A Consumer is the one who always has a right to information with regards to the quantity, effectiveness,quality, transparency, price, and the standard of goods or services that he or she wishes to acquire. He has right to be protected against any sort of unfair trade practices. Though, in order to be protected against any unfair trade practices a consumer first and foremost must know his/her rights.

India has enforced various laws over the period of time to safeguard and protect a consumer against various malpractices; the main act shielding the consumer is the Consumers Protection Act 1986. Consumer Protection Act 1986 states that, everyone, be it individual entity,firm, family or company, always and under every circumstance have the right to employ their consumer rights for the purchase of and goods or services.

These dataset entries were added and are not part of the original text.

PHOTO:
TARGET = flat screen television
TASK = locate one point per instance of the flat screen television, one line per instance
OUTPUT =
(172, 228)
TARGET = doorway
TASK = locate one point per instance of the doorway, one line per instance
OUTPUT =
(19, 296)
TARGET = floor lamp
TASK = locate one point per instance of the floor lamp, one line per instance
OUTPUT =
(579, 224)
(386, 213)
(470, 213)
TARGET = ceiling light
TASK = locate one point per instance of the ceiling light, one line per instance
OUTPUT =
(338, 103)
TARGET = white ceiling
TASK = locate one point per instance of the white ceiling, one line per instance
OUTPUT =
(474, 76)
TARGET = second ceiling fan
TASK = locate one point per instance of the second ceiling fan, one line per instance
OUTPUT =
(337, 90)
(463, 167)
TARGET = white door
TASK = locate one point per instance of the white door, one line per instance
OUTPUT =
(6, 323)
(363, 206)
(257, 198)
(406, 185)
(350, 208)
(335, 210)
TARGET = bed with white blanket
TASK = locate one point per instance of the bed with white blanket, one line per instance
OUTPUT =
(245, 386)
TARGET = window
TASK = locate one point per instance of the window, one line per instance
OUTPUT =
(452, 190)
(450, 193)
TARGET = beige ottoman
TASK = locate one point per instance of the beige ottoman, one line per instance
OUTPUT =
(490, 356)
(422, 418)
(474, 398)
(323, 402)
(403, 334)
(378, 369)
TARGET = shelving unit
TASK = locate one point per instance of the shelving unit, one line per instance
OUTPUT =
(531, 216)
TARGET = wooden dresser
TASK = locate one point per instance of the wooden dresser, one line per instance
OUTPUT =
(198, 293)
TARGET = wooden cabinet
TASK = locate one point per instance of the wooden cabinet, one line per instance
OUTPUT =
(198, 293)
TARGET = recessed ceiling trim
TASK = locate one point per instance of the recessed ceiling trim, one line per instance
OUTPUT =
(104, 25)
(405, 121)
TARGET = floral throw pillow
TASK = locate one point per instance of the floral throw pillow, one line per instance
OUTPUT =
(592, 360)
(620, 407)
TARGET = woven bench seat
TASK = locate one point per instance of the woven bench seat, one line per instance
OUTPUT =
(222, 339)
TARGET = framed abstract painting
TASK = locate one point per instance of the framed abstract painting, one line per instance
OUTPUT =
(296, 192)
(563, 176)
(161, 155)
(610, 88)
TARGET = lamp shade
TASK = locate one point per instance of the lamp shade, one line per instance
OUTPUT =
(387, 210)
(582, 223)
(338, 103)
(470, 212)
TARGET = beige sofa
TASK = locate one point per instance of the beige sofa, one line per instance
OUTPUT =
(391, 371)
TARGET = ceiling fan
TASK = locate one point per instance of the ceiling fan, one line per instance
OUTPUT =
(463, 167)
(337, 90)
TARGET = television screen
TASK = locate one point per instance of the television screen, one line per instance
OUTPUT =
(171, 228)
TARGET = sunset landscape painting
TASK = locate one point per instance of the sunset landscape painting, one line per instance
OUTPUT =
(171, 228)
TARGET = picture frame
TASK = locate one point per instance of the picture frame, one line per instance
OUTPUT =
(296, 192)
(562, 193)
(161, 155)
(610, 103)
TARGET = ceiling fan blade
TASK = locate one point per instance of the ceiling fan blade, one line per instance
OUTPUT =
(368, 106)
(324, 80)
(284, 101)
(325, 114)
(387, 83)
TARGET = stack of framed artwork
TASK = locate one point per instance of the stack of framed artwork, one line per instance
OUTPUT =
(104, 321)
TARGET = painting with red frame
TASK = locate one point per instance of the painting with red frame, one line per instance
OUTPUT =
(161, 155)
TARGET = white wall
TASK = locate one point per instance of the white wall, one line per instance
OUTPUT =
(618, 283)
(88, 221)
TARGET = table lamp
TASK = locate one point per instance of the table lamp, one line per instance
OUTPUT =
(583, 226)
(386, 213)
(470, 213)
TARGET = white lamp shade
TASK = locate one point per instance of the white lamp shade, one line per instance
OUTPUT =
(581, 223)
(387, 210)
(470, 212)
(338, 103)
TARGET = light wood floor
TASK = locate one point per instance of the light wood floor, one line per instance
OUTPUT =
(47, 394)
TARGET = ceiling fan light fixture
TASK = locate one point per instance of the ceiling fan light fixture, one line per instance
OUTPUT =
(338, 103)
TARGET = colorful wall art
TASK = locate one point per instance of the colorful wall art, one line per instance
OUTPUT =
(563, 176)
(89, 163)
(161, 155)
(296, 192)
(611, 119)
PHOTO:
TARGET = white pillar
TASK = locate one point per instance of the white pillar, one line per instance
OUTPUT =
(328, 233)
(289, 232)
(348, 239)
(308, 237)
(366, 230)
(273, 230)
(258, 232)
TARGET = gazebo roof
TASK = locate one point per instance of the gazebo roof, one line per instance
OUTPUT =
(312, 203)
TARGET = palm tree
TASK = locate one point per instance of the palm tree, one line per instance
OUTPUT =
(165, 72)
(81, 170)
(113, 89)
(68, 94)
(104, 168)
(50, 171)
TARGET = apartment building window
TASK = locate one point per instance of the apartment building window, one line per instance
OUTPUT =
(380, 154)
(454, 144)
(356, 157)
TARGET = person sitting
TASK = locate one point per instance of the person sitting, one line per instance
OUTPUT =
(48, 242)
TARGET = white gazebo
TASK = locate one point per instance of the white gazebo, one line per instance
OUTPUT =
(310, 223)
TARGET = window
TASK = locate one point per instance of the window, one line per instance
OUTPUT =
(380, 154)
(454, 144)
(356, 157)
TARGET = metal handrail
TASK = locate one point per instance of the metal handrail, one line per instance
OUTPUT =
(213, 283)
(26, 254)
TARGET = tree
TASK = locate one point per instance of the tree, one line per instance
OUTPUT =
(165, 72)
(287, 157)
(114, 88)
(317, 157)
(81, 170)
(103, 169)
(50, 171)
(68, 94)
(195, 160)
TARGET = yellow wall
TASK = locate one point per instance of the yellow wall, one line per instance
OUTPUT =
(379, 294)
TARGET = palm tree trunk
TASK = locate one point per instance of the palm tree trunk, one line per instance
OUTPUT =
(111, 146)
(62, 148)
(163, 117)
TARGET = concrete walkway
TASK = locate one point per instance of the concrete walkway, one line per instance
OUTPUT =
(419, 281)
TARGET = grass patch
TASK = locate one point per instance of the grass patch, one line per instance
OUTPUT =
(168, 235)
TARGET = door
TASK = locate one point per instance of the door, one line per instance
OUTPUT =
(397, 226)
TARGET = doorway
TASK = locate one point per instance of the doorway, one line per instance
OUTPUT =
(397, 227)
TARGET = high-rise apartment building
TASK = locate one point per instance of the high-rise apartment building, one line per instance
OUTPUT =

Most of the consumer rights in India are following:

  1. To have the right to complete consumer education
  2. To be free choice of goods and services
  3. To be protected from all kind of hazardous goods and services
  4. To be fully informed about the performance and quality of all goods and services
  5. To be heard in all decision-making processes related to consumer interests
  6. To be able to seek redressal, whenever consumer rights have been infringed

In case of violation of right a complaint can be made under the following circumstances and reported to the designated consumer court.

  • The goods or services purchased by a person are defected in nature.
  • Resorting to unfair trade practices by a trader
  • Charging rates more than the price quoted
  • Goods or services that bring a hazard to the safety or life of a person offered for sale, unknowingly or knowingly, that cause injury to health, safety or life.